Prestasi ini diraih oleh tim yang beranggotakan Mohammad Arinal Haq Gyanendra, Rizqie Muhammad Zulfan, dan Muhammad Iqbal Maulana. Mereka menyelesaikan perakitan jembatan hanya dalam 52 menit sehingga menjadi tim tercepat dalam kompetisi tersebut.
Dosen pembimbing tim Nur Latifah Khomsiati, ST, MT, mengatakan bahwa keberhasilan ini tidak terlepas dari semangat kompetitif mahasiswa.
"Kemampuan mereka sudah sangat baik. Saya hanya memberikan arahan dan validasi," ujarnya dalam siaran pers yang diterima Kompas.com, Rabu (6/5/2026).
Dalam perancangan, tim UM mengintegrasikan perangkat lunak SAP2000 untuk preliminary design dan analisis global serta Idea Statica guna mengoptimalkan kekakuan sambungan.
Pendekatan ini terbukti mampu mempercepat proses desain, meningkatkan efisiensi biaya, dan menghasilkan struktur jembatan yang optimal.
Tim UM juga menerapkan Building Information Modeling (BIM) hingga level 5D untuk membuat model secara detail serta menghitung volume material dan Rencana Anggaran Biaya (RAB) secara otomatis dan akurat.
Tim juga mengembangkan inovasi bertema “Sustainable and Regenerative Future”. Mereka menciptakan smart self-healing coating system yang mampu memperbaiki kerusakan secara mandiri serta memanfaatkan steel slag asphalt mixture sebagai solusi pemanfaatan limbah industri.
Pada aspek pemantauan, tim mengimplementasikan Structural Health Monitoring System (SHMS) berbasis Distributed Fiber Optic Sensing (DFOS) untuk memastikan kondisi jembatan tetap terpantau secara presisi.
Penggunaan digital twin memungkinkan pengambilan keputusan berbasis data real-time, sedangkan thin film photovoltaics system dimanfaatkan sebagai sumber energi alternatif.
Pada tahap perakitan, tim menerapkan analisis dan mitigasi risiko secara sistematis dengan pembagian tugas yang jelas. Penggunaan alat bantu seperti perancah dan mal dari pipa PVC terbukti meningkatkan efisiensi dan akurasi selama proses berlangsung.
Persiapan matang menjadi kunci keberhasilan.
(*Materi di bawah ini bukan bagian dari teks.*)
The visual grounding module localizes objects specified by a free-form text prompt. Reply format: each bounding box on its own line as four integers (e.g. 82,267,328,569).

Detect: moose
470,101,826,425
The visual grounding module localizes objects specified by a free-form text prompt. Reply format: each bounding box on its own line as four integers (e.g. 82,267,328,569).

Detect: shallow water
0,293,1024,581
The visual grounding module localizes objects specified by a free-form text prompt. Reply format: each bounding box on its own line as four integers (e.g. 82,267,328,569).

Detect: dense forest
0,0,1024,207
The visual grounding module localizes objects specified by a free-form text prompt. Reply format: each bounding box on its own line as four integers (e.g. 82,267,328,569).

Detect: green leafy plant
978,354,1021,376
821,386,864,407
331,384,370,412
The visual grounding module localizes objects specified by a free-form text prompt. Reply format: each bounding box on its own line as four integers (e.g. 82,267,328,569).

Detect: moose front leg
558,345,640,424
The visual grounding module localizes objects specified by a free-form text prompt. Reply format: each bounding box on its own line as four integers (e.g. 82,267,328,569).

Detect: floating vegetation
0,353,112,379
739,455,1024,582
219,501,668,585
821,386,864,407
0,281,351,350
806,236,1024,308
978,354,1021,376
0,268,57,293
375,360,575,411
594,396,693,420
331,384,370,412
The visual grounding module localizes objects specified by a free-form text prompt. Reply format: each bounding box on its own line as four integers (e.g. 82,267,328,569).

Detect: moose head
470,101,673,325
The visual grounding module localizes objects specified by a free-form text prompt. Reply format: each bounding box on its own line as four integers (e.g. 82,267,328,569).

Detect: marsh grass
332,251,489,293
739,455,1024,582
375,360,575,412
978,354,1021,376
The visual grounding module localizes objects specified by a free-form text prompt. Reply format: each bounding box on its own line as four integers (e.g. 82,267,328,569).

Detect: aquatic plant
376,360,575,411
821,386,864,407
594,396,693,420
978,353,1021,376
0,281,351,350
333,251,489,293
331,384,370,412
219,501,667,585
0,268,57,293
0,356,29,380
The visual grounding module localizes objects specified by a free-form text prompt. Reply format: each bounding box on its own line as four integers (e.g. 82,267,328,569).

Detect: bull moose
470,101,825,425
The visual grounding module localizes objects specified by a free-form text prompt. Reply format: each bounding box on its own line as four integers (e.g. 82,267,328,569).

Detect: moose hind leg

Tim melakukan latihan perakitan sebanyak dua kali dengan durasi rata-rata 40 hingga 50 menit. Durasi ini jauh di bawah batas waktu tiga jam yang ditentukan panitia.
Meski menghadapi tantangan manajemen waktu di tengah kesibukan menyelesaikan skripsi, tim UM tetap mampu menjaga fokus.
"Kuncinya adalah meluangkan waktu, bukan mencari waktu," ujar Iqbal.
Nur Latifah pun mengingatkan mahasiswa lain agar aktif mengikuti kegiatan di luar kelas.